4. For each strain or condition of interest, calculate the mean of the 100 data points. For comparison studies of wild type with isogenic knockout strains and complementation strain(s), mean DQ-Red BSA signal intensity/µm ², presented as a percentage of control (non-infected cells), can be compared by bar graph.

   Note: Should the data indicate a statistically significant difference with a new pathogen, or should a virulence factor be implicated, a supplementary analysis is needed to rule out the possibility of a defect in dye internalization. This can be performed as a separate independent assay or in combination with DQ-Red BSA using a secondary dye (e.g., dextran Alexa Fluor 647) [19]. Also, it would be valuable to consider validating that DQ-Red BSA dye uptake in non-infected cells is equivalent to that of uninfected cells. To assess this, a comparison of uninfected conditions can be performed for subsequent analysis.

Validation of protocol

This protocol or parts of it has been used and validated in the following research article:

• D’Costa et al. [19]. Salmonella Disrupts Host Endocytic Trafficking by SopD2-Mediated Inhibition of Rab7. Cell Reports (Figure 1, panels A–D; Figure 3, panels C–D; Figure 5, panel B; Supplemental Figure 1, panels A–C; Supplemental Figure 2 ).

General notes and troubleshooting

Troubleshooting

Problem 1: Poor infection efficiency.

Possible cause: Suboptimal host cell conditions.

Solution: Host cell confluency can affect bacterial uptake. If this is suspected, a confluency assessment can be performed by seeding at several host cell densities.

Problem 2: Poor infection efficiency.

Possible cause: Suboptimal bacterial inoculum.

Solution: A colony-forming unit analysis of the inoculum can be performed to confirm that the bacterial growth conditions resulted in viable bacteria. If applicable, it may also be possible that virulence factor production to induce uptake was suboptimal. As virulence factor production in pathogens such as Salmonella can be growth phase–dependent, a growth curve analysis can be performed to assess this.

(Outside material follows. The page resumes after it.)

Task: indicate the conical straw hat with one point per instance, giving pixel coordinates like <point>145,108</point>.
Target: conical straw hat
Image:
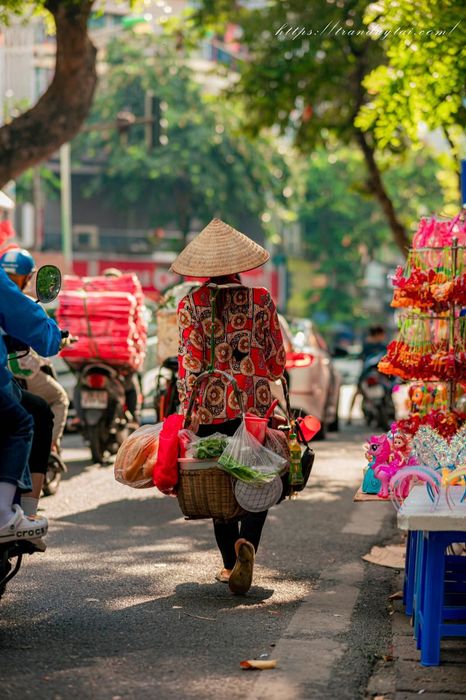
<point>219,250</point>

Problem 3: No intracellular bacteria.

Possible cause: Ineffective intracellular protection conditions.

Solution: If intracellular protection is performed before pathogen uptake into intact pathogen-containing vacuoles is complete, the antibiotic is accessible to the bacteria, which will subsequently be targeted for death. The time period prior to antibiotic treatment can be increased if needed.

Problem 4: Extracellular bacteria observed.

Possible cause: Ineffective intracellular protection conditions.

Solution: Perform a minimum inhibitory concentration assay with the strain of interest to confirm its sensitivity to the antibiotic of interest. This may indicate that a slight adjustment in the drug concentrations used in the assay may be needed. If the strain is resistant to the antibiotic of preference (e.g., gentamicin), an alternate drug class may be considered (e.g., polymyxins).

Problem 5: DQ-Red BSA signal is too low.

Possible cause: Low sensitivity microscopy system.

Solution: Increase light source intensity or exposure length.

Problem 6: DQ-Red BSA signal is too low.

Possible cause: Suboptimal dye uptake.

Solution: The pulse treatment conditions may need optimization, depending on the intrinsic uptake properties of the host cell line. If needed, consider increasing the dye concentration or uptake period.

Competing interests

The authors have no conflicts of interest or competing interests to declare.

Ethical considerations

There are no ethical considerations relevant to this paper.